Não se negue aos golpistas e ditadores e a seus agentes civis e militares admiração (não digo aplausos) pela concepção e implementação de um projeto (eles o tinham, ao contrário dos disfarçados golpistas mais recentes), sem desviar dos fins (não digo dos tantos interesses inconfessáveis que eles escondiam), combinando meios da teoria econômica liberal e da governabilidade sob suspensão da democracia, muito embora a prática, naquele tempo, andasse em voga, incentivada pelo gigante vizinho que tinha muito a perder caso a União Soviética levasse a melhor na Guerra Fria em curso.

Triste é perceber, porém, que muitos de nós ainda são os mesmos e vivem como nossos avós e bisavós, e não se deram conta de que aquela roupa não nos serve mais – pois já então era apertada e de mau gosto, além de sempre manchada de sangue.
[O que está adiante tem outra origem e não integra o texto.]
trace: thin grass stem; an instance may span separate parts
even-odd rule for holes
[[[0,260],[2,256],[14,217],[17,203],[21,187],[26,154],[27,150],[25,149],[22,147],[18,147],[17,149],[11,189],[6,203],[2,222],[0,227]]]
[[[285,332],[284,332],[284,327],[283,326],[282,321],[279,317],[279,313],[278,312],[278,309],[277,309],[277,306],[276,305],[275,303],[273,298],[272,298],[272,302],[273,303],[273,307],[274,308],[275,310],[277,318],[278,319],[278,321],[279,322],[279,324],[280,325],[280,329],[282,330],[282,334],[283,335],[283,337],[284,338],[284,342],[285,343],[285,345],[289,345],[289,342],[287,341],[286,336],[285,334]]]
Mais triste ainda é perceber que alguns de nós e seus filhos e netos têm saudades de uma tragédia que não viveram.

Mas se tristeza não tem fim e felicidade sim, que aos cabelos desta nos agarremos quando ameaça partir: muitos de nós decidiram a favor da democracia, nos recentes momentos em que ela esteve ameaçada, um bom número com inteligência para saber que o bolo cresce quando é bem dividido (aparente paradoxo da macroeconomia keynesiana), assim como cresce a alma (ou pelo menos não se apequena ainda mais), quando a democracia é, senão amada, minimamente desejada e defendida. Aquele Brasil, para nós, se possível, nunca mais! Que 31 de Março permaneça sendo uma avenida que de vez em quando o riacho soterrado, revoltoso, alaga – que não volte a ser túnel ou ponte para escuros dias e para noites sem estrelas.

 


Valdemir Pires é economista.  É autor, entre outros, dos livros “Finanças pessoais – fundamentos e dicas”, “Orçamento participativo” e “Imagens do tempo”.